Guardate come è aggiornato!!!!
Pochi contatti, costi alti (quasi una ventina di impiegati tra giornalisti e consulenti) ed una marea di errori. Basta navigare un po’ in internet per scoprire le tante magagne, omissioni e difetti della piattaforma che sono stati scoperti dai blogger.

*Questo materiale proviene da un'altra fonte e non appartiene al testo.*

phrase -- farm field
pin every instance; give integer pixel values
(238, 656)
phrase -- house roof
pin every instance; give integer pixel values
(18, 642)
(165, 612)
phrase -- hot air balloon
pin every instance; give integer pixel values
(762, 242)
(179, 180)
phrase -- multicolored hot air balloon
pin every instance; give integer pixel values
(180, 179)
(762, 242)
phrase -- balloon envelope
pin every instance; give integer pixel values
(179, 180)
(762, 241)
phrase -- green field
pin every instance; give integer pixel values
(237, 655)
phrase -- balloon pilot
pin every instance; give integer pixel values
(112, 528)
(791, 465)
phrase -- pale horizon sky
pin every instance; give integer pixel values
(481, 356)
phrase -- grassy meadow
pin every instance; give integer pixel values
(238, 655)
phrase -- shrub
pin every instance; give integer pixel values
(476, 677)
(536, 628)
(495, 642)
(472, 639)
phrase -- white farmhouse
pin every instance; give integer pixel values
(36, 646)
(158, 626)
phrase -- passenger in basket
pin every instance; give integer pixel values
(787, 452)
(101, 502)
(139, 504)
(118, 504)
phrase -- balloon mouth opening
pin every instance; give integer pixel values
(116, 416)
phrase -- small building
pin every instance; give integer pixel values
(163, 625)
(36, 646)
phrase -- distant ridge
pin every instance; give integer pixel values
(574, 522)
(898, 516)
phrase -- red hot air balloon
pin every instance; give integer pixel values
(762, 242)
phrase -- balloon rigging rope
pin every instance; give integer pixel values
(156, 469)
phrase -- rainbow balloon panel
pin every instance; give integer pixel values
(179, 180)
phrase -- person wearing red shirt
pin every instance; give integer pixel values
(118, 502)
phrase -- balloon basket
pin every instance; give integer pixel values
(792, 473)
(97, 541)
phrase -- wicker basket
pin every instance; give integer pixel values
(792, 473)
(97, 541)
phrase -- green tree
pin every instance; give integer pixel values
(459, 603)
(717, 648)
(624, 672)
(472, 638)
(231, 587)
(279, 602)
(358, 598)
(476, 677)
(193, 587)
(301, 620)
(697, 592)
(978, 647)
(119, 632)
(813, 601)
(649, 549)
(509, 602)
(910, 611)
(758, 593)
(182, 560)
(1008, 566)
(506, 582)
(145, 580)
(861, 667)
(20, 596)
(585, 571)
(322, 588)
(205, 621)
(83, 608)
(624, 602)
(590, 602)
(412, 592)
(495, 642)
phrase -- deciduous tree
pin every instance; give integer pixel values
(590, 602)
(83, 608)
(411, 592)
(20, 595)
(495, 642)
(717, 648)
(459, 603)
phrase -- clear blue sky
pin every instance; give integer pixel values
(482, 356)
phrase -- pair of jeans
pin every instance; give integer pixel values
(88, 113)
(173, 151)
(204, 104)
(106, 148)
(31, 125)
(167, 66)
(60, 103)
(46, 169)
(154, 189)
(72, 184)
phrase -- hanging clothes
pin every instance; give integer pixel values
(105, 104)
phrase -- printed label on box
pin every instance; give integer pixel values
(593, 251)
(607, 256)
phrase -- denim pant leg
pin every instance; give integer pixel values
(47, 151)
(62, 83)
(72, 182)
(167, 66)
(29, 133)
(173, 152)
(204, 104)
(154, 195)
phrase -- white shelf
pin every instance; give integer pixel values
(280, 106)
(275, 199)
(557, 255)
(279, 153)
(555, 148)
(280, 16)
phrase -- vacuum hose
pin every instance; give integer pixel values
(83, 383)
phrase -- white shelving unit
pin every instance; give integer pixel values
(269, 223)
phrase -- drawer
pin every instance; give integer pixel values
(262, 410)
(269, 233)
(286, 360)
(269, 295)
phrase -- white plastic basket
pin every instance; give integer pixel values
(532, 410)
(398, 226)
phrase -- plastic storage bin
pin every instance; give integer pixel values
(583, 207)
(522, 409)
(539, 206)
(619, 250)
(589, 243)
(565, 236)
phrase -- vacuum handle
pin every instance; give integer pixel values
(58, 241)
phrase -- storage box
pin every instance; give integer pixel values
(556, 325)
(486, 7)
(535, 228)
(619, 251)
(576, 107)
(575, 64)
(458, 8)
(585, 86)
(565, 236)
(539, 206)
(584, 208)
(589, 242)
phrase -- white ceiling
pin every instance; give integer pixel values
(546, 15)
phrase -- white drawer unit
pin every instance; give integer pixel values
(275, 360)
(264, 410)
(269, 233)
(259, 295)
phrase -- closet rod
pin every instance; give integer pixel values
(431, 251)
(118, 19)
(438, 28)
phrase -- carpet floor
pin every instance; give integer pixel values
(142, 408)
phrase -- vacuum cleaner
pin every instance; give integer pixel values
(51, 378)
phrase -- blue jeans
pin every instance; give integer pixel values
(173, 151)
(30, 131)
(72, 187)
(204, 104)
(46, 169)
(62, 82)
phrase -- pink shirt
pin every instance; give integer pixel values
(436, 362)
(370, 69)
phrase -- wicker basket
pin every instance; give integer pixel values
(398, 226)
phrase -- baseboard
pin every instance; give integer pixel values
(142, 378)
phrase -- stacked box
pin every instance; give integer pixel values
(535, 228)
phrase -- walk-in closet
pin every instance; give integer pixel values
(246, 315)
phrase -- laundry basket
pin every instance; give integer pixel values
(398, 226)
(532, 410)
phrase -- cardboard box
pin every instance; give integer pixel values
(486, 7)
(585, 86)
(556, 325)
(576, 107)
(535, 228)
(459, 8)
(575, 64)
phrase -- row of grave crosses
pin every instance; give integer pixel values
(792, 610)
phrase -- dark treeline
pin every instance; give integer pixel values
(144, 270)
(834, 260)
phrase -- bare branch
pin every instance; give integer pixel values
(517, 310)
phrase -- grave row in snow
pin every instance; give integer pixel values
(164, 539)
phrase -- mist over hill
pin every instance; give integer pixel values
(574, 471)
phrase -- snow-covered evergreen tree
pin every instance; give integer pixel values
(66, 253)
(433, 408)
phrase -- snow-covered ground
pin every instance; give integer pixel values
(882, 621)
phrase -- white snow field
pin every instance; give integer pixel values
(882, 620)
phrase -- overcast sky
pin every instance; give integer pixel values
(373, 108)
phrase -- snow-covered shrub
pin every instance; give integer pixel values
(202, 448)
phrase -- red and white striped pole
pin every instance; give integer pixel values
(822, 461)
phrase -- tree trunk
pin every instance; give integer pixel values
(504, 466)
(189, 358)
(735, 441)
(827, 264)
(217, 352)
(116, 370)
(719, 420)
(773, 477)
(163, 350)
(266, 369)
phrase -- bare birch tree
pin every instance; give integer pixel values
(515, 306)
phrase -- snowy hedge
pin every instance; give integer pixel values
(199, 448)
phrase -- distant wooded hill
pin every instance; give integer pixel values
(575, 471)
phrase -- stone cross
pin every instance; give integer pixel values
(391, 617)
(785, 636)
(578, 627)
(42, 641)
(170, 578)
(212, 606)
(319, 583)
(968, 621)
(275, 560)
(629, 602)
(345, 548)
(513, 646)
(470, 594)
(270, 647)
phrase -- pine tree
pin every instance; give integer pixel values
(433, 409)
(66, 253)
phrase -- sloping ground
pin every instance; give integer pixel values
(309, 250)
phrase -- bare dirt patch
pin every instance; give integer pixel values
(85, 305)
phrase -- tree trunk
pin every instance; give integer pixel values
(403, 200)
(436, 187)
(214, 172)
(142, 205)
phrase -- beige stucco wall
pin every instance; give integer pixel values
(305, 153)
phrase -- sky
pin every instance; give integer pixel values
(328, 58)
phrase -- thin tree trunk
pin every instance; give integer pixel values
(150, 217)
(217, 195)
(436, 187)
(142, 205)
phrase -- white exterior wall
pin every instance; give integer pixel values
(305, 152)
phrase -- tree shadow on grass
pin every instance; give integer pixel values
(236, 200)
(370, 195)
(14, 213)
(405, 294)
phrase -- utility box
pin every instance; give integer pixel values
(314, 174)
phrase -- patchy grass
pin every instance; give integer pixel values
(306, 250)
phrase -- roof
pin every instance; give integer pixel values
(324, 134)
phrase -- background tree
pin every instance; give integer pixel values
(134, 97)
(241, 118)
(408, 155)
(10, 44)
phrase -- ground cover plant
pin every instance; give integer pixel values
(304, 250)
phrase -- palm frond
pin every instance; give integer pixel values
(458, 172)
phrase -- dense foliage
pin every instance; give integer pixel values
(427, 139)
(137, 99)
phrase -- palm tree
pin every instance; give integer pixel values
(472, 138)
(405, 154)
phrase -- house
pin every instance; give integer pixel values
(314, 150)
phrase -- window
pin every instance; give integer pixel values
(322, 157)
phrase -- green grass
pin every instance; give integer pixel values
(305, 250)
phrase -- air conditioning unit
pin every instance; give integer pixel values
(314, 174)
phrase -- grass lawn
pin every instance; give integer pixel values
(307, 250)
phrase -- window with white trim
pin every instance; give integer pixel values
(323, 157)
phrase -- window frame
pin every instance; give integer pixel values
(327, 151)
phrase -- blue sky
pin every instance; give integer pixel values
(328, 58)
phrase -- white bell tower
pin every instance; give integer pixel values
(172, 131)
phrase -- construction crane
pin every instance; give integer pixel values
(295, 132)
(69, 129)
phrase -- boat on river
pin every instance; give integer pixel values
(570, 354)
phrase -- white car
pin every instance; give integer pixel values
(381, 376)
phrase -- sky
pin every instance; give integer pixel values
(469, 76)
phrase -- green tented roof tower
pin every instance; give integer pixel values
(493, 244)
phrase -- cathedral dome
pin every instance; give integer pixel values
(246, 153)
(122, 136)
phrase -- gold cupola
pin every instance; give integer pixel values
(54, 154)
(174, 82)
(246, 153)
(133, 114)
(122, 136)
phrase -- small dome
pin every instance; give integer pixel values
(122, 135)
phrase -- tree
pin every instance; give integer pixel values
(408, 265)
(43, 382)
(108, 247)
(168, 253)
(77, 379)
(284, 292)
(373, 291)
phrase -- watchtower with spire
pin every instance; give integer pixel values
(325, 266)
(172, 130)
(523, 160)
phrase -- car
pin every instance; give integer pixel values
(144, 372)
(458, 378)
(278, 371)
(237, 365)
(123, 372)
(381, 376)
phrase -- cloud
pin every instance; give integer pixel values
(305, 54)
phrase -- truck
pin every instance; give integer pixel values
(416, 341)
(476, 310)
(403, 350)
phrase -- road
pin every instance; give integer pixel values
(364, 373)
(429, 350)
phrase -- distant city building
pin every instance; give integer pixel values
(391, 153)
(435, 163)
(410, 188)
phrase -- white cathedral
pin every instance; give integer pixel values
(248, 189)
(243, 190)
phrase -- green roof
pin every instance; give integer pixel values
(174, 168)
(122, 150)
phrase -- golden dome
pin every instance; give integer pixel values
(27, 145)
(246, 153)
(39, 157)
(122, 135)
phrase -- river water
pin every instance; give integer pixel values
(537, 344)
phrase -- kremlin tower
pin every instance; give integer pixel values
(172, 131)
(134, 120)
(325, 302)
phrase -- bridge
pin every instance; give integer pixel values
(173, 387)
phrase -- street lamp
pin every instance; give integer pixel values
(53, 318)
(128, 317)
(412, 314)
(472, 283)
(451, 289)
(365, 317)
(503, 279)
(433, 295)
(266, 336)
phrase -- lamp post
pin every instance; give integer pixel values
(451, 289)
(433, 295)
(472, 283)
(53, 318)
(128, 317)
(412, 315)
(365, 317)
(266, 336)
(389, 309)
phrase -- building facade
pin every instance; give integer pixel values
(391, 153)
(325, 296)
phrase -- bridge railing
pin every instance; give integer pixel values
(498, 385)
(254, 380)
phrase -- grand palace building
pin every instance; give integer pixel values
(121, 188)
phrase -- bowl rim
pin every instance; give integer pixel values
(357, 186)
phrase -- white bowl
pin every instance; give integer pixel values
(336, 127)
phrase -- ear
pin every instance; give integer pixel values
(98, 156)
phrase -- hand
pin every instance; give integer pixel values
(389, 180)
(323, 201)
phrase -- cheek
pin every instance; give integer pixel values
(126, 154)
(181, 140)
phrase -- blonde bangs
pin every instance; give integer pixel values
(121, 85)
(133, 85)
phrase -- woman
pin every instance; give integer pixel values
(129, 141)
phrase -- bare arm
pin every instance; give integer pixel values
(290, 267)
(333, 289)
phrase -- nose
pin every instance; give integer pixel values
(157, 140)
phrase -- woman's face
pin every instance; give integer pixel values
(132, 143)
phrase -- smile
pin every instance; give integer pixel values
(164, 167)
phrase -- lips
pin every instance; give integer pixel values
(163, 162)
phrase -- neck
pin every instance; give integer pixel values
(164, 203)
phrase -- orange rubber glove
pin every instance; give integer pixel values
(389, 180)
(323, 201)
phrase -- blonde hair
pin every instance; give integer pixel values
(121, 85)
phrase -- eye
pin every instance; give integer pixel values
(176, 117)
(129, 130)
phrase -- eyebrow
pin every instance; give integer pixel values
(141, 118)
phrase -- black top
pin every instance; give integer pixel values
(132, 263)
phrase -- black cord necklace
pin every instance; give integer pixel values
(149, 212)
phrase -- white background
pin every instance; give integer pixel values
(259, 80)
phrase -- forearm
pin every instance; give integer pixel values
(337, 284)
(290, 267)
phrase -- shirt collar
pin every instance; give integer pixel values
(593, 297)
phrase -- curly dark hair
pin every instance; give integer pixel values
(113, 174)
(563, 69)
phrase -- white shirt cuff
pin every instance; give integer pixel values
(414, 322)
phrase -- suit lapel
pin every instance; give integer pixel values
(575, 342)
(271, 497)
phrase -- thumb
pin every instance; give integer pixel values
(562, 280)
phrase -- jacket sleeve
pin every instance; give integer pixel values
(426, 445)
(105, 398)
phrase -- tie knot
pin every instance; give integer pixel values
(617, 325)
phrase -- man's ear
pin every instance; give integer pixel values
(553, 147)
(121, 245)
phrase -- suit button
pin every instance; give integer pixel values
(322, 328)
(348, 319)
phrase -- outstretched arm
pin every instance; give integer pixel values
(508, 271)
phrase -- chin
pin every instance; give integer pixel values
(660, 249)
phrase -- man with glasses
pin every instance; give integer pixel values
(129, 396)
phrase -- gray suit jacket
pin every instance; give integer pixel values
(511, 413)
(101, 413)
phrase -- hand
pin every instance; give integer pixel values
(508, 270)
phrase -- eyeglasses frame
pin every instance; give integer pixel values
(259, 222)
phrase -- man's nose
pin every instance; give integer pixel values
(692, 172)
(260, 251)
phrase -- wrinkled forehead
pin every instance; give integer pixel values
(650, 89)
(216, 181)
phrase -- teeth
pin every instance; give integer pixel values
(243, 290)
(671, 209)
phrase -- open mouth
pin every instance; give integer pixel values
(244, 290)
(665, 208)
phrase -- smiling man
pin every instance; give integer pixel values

E la trasparenza? Dimenticata, dato che nel bilancio di previsione della Presidenza del Consiglio dei Ministri non compare neppure la voce di costo relativa al portale, voce che, si suppone, è “diluita” nei
9 milioni di euro
conteggiati sotto la generica definizione di “comunicazione”. Visitando il portale poi, appaiono evidenti alcuni “particolari” che definire dozzinali è riduttivo. Nella sezione “primo piano“, ad esempio, che compare in bella evidenza in alto a sinistra, viene riportata la notizia di Valentino Rossi che ha sanato il suo contenzioso col fisco versando 35 milioni di euro. Interessante, non c’è che dire, ma da un organo ufficiale del governo ci si aspetterebbe qualche informazione più di sostanza e soprattutto legata all’azione diretta del Consiglio dei Ministri.
Se invece si entra nella sezione “sondaggi” da una parte si rimane sconcertati dalla formulazione delle domande, dall’altra stupiti dai risultati che emergono. Ad esempio, se si vuole testare cosa pensano gli italiani sul risanamento dei conti pubblici non si può porre la questione scrivendo: “Nel discorso di fine anno il Presidente del Consiglio Romano Prodi ha annunciato che l’Italia chiuderà il 2007 con un deficit molto inferiore al previsto, circa il 2%. La cifra, ha ricordato, è la più bassa dall’anno 2000. Secondo voi il Governo ha imboccato la direzione giusta nel risanamento dei conti pubblici?”. La domanda suggerisce già una risposta (naturalmente quella più favorevole al Governo!) e pure un bambino sa che un sondaggio che abbia la pretesa di essere minimamente credibile, anche se non è realizzato con metodi scientifici, deve essere quantomeno imparziale.